This is also true for love in general. Understanding how love works doesn’t change how we act day-to-day. Just because we now know that love is caused by electrical signals and chemicals in our brain doesn’t mean we feel love any less strongly.
What our knowledge does allow us to do is recognize the sources of our baser emotions and rise above them. We now know what love has programmed us to feel, it’s up to us to decide how to use that information to act. We can use our understanding of love to make choices that go against our urges in the short-term (such as hooking up with an ex because we’re lonely) and instead make choices that make us happier in the long run (such as having realistic expectations of what love is and how to find it).
In many ways, understanding love deepens our appreciation for it. It is truly one of the most powerful forces in the universe because it is the reason we are all here in the first place.

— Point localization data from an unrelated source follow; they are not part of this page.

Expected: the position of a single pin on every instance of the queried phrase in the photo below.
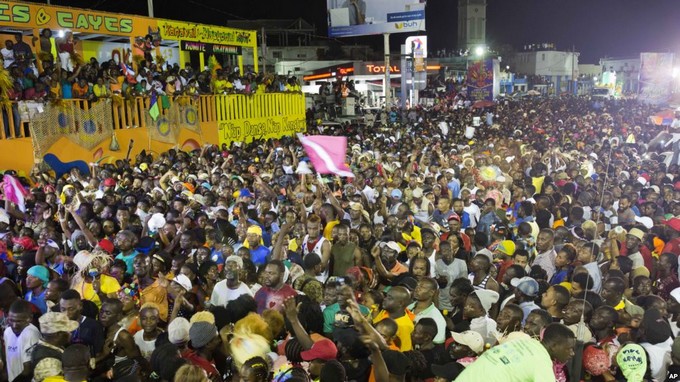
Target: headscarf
(40, 272)
(74, 237)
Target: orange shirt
(405, 327)
(399, 268)
(157, 294)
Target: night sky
(596, 28)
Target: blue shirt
(260, 255)
(129, 260)
(454, 186)
(217, 257)
(66, 90)
(465, 220)
(38, 301)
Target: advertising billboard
(480, 80)
(367, 17)
(655, 78)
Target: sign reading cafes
(192, 46)
(26, 15)
(39, 16)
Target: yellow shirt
(157, 294)
(220, 85)
(415, 235)
(108, 285)
(100, 90)
(405, 327)
(328, 230)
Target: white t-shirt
(18, 349)
(145, 347)
(474, 213)
(222, 294)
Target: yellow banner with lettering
(177, 30)
(38, 16)
(242, 118)
(245, 130)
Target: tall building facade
(471, 24)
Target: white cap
(391, 245)
(471, 339)
(184, 282)
(156, 222)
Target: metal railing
(131, 112)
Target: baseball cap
(471, 339)
(255, 229)
(201, 333)
(507, 247)
(526, 285)
(55, 322)
(391, 245)
(235, 258)
(396, 193)
(356, 206)
(449, 371)
(673, 223)
(636, 232)
(183, 281)
(454, 217)
(323, 349)
(178, 330)
(245, 193)
(4, 216)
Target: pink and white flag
(15, 192)
(327, 154)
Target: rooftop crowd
(544, 248)
(42, 76)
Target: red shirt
(201, 362)
(673, 246)
(644, 251)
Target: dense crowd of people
(542, 246)
(42, 76)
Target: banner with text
(480, 80)
(210, 34)
(28, 15)
(193, 46)
(245, 130)
(363, 17)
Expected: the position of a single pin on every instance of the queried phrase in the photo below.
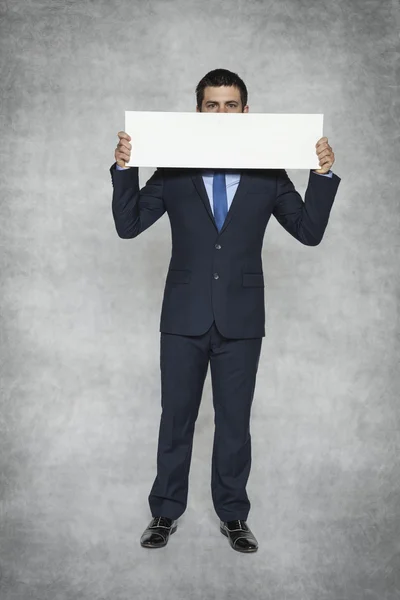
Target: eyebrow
(226, 102)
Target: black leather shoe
(156, 535)
(239, 535)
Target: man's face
(222, 99)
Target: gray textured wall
(80, 391)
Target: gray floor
(80, 401)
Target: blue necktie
(220, 200)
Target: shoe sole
(144, 545)
(238, 549)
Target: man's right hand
(123, 150)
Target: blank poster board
(223, 140)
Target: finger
(323, 153)
(322, 146)
(124, 135)
(122, 156)
(123, 143)
(325, 164)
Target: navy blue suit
(213, 312)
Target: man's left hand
(325, 154)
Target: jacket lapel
(242, 189)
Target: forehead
(221, 94)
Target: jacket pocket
(181, 276)
(253, 280)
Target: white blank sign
(223, 140)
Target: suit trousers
(184, 364)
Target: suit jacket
(216, 275)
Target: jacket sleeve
(306, 221)
(134, 209)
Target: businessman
(213, 308)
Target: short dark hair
(218, 78)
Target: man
(213, 307)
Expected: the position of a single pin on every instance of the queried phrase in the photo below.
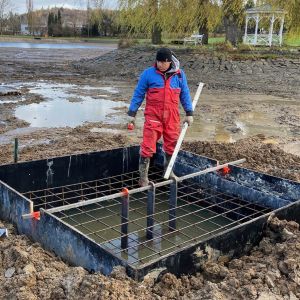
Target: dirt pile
(219, 73)
(270, 271)
(260, 156)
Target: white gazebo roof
(260, 37)
(265, 9)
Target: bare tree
(30, 16)
(4, 6)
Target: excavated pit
(214, 212)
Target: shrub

[1] If you haven’t heard about this book by now, I highly recommend Thinking, Fast and Slow by Daniel Kahneman
[2] I think now is a good time to put a few caveats. First, the majority of the article will focus on romantic love though I recognize other types of love exist (familial, friends, country, etc.). Also, this is usually the point in my article where some people will bring up phenomena that seemingly contradict an evolutionarily-based view of love (e.g. “What about gay people?” “What about people who don’t want to have kids?”). Here are articles on some theories regarding those phenomena but what I will say is that just because science hasn’t figured everything out yet doesn’t necessarily mean that the theory is disproved. The vastly generally accepted point of view in the scientific community is that evolution is how we are the way we are.